Halloween (Season 2, Episode 18):

He grabs his bag from the table and walks off in a huff. Buffy moans and sits back down with Willow.

Buffy: I think I just violated the guy code big time.

Willow: Poor Xander. Boys are so fragile. Speaking of, how was your date last night?

Buffy: Misfire. I was late due to unscheduled slayage. Showed up looking trashed.

Willow: Was he mad?

Buffy: Actually he was pretty unmad. Which probably had something to do with the fact that Cordelia was drooling in his cappuccino.

Willow: Oh, Buffy.
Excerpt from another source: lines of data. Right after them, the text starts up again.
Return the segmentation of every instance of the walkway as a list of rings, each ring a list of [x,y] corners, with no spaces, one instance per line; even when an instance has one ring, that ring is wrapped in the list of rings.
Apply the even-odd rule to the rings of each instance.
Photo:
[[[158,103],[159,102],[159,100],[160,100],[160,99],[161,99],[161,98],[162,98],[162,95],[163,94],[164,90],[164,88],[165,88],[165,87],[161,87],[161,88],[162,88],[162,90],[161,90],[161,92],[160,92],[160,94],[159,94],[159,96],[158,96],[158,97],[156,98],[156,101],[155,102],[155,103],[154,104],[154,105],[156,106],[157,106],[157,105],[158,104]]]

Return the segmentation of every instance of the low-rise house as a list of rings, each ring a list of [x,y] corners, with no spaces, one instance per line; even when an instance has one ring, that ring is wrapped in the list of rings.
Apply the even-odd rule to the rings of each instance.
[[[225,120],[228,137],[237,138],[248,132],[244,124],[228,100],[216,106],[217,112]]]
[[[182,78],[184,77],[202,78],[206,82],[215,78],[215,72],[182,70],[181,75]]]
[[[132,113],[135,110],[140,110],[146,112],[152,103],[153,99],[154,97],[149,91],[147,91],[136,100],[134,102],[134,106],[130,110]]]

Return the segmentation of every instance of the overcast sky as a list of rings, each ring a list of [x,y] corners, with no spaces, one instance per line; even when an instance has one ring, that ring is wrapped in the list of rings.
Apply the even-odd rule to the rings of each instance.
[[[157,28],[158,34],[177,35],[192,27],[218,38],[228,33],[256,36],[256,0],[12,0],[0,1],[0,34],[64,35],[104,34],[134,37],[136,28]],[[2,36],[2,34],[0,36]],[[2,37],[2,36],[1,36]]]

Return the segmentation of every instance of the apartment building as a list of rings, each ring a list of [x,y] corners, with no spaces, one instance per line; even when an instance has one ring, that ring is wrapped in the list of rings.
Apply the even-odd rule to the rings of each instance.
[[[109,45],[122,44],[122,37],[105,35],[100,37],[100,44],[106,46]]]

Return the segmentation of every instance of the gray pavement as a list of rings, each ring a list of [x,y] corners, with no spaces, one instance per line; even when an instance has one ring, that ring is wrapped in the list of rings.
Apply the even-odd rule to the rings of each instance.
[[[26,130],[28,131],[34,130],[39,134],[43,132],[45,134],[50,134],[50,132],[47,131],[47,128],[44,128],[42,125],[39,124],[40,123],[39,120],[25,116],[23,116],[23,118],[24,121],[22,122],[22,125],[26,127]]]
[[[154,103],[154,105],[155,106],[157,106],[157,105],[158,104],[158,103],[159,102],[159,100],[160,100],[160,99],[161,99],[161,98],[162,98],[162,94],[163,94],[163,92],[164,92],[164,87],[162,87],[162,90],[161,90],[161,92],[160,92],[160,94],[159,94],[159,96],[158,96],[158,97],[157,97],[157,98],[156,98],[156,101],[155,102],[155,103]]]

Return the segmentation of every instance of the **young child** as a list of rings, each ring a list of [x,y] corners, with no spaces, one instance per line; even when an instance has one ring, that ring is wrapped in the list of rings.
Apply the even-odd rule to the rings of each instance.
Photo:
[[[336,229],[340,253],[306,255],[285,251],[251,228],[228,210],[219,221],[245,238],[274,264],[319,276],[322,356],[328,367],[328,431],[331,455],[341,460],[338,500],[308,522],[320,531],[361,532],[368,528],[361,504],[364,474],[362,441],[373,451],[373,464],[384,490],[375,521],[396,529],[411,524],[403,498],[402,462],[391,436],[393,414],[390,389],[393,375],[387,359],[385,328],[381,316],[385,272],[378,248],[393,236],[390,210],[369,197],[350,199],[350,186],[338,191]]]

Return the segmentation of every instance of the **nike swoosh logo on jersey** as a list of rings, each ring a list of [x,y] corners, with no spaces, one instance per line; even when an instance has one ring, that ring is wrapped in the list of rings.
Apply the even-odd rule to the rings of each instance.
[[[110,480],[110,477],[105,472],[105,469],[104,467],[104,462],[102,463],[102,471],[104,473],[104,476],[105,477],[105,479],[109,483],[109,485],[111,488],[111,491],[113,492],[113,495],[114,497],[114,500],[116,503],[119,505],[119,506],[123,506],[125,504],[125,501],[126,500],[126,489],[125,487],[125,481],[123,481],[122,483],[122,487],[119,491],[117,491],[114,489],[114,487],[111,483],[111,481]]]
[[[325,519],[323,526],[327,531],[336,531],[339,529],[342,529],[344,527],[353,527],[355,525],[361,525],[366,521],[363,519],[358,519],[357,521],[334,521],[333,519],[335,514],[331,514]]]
Angel would never fall for her act.

Buffy: You mean that 'actually showing up, wearing a stunning outfit, embracing personal hygiene' act?

Willow: You know what I mean. Uh, she's not his type.

Buffy: Are you sure? I mean, I don't know what his type is. I've known him less than a year, and if you haven't noticed, he's not exactly one to over share.

Willow: True. It's too bad we can't sneak a look at the Watcher diaries and read up on Angel. I'm sure it's full of fun facts to know and tell.

Buffy: Yeah. It's too bad. That stuff is private.

Willow: Also Giles keeps them in his office. In his personal files.

Buffy: Most importantly, it would be wrong.

[After they steal the diaries...]

Cut to the girls' bathroom. Buffy and Willow are sitting on the sinks and looking at a drawing of a noble woman with a tiny waist wearing a billowy gown.

Buffy: Man, look at her.

Willow: Who is she?

Buffy: It doesn't say, but the entry's dated 1775.

Willow: Angel was eighteen. And still human.

Buffy: So that's the kinda girl he hung around? She's pretty coiffed.

Willow: She looks like a noble woman or something. Which means being beautiful is sort of her job.

Buffy: And clearly this girl was a workaholic. I'll never be like this.

Willow: C'mon! She's not that pretty. I mean, look at her. She's got a funny... uh, waist. Look how tiny that is.

Buffy: (sarcastically) Thank you. Now I feel better.

Willow: (exhales) No. She's like a freak. A circus freak. Yuk.

Buffy: (exhales) Musta been wonderful. Put on some fantabulous gown and go to a ball like a princess, and have horses and servants, and yet more gowns.

Willow: Yeah. Still, I think I prefer being able to vote. (Buffy raises her brows) (smiles) Or I will when I can.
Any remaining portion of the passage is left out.